X’s father, who was still holding his breath, finally let it out, uncrossed his fingers, and
grinned back at X.
And at their next secret Project Baby X meeting, the scientist grinned, too. Baby X was
doing fine.
But then it was time for X to start school. The Joneses were really worried about this,
because school was even more full of rules for boys and girls, and there were no rules for
Xes. The teacher would tell boys to form one line, and girls to form another line. There
would be boys’ games and girls’ games, and boys’ secrets and girls’ secrets. The school
library would have a list of recommended books for girls, and a different list of
recommended books for boys. There would even be a bathroom marked BOYS and
another one marked GIRLS. Pretty soon boys and girls would hardly talk to each other.
What would happen to poor little X?
The Joneses spent weeks consulting their Instruction Manual (there were 249½ pages of
advice under “First Day of School”), and attending urgent special conferences with the
smart scientists of Project Baby X.
The scientists had to make sure that X’s mother had taught X how to throw and catch a
ball properly, and that X’s father had been sure to teach X what to serve at a doll’s tea
party. X had to know how to shoot marbles and how to jump rope and, most of all, what
to say when the Other Children asked whether X was a Boy or a Girl.

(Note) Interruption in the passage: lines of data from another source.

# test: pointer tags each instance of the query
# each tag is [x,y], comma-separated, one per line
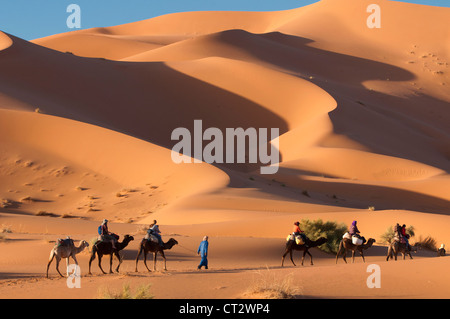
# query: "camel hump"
[151,238]
[65,242]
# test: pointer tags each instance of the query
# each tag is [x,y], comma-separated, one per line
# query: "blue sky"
[31,19]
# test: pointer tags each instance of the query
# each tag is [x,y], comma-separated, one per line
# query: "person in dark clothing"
[203,252]
[354,231]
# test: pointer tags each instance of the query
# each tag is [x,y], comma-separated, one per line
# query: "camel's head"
[128,238]
[322,240]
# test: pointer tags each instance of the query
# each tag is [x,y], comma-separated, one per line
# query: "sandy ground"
[85,131]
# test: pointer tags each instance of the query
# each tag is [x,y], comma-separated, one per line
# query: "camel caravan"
[108,243]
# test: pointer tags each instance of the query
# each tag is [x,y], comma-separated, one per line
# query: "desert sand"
[85,131]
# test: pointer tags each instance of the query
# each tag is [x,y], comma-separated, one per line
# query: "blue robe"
[203,251]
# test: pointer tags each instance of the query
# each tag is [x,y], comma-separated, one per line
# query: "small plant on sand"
[389,234]
[269,285]
[142,292]
[329,229]
[45,213]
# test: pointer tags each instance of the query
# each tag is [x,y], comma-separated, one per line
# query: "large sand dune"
[85,129]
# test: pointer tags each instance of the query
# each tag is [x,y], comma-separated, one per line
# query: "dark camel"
[150,246]
[346,244]
[291,245]
[397,247]
[105,248]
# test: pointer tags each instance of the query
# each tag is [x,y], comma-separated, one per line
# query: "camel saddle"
[298,239]
[152,238]
[65,242]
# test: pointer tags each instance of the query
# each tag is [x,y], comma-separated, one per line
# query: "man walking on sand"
[203,252]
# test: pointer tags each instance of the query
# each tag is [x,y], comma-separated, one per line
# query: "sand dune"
[85,126]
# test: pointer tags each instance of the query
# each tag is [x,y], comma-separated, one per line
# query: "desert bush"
[270,285]
[332,230]
[142,292]
[428,243]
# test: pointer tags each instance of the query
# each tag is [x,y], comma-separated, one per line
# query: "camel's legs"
[58,259]
[110,262]
[100,263]
[52,255]
[67,266]
[137,258]
[362,255]
[145,261]
[282,258]
[155,254]
[164,257]
[292,259]
[120,260]
[90,261]
[310,256]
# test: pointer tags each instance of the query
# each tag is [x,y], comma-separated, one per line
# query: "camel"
[150,246]
[396,247]
[291,245]
[346,244]
[66,250]
[105,248]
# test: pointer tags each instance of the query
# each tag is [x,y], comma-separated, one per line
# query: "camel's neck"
[315,243]
[123,244]
[79,249]
[168,246]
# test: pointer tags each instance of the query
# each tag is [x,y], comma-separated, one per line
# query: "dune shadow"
[361,196]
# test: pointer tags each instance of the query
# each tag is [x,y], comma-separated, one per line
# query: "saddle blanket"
[298,239]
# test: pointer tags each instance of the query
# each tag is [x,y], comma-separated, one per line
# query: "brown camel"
[291,245]
[346,244]
[396,247]
[105,248]
[150,246]
[65,250]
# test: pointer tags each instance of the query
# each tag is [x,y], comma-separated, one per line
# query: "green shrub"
[329,229]
[142,292]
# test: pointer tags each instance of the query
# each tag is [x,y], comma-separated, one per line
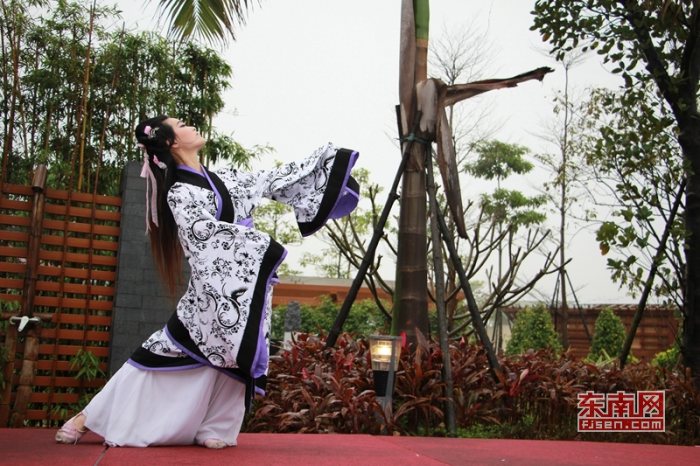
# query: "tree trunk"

Finally, X was ready. The Joneses helped X button on a nice new pair of red-and-white
checked overalls, and sharpened six pencils for X’s nice new pencil box, and marked X’s
name clearly on all the books in its nice new book-bag. X brushed its teeth and combed
its hair, which just about covered its ears, and remembered to put a napkin in its lunch
The Joneses had asked X’s teacher if the class could line up alphabetically, instead of
forming separate lines for boys and girls. And they had asked if X could use the
Principal’s bathroom, because it wasn’t marked anything except BATHROOM. X’s
teacher promised to take care of all those problems. But nobody could help X with the
biggest problem of all – Other Children.
Nobody in X’s class had ever known an X before. What would they think? How would X
make friends?
You couldn’t tell what X was by studying its clothes – overalls don’t even button right-toleft, like girls’ clothes, or left-to-right, like boys’ clothes. And you couldn’t guess whether
X had a girl’s short haircut or a boy’s long haircut. And it was very hard to tell by the
games X liked to play. Either X played ball very well for a girl, or else X played house
very well for a boy.
Some of the children tried to find out by asking X tricky questions, like “Who’s your
favorite sports star?” That was easy. X had two favorite sports stars: a girl jockey named
Robyn Smith and a boy archery champion named Robin Hood. Then they asked, “What’s
your favorite TV program?” And that was even easier. X’s favorite TV program was
“Lassie,” which stars a girl dog played by a boy dog.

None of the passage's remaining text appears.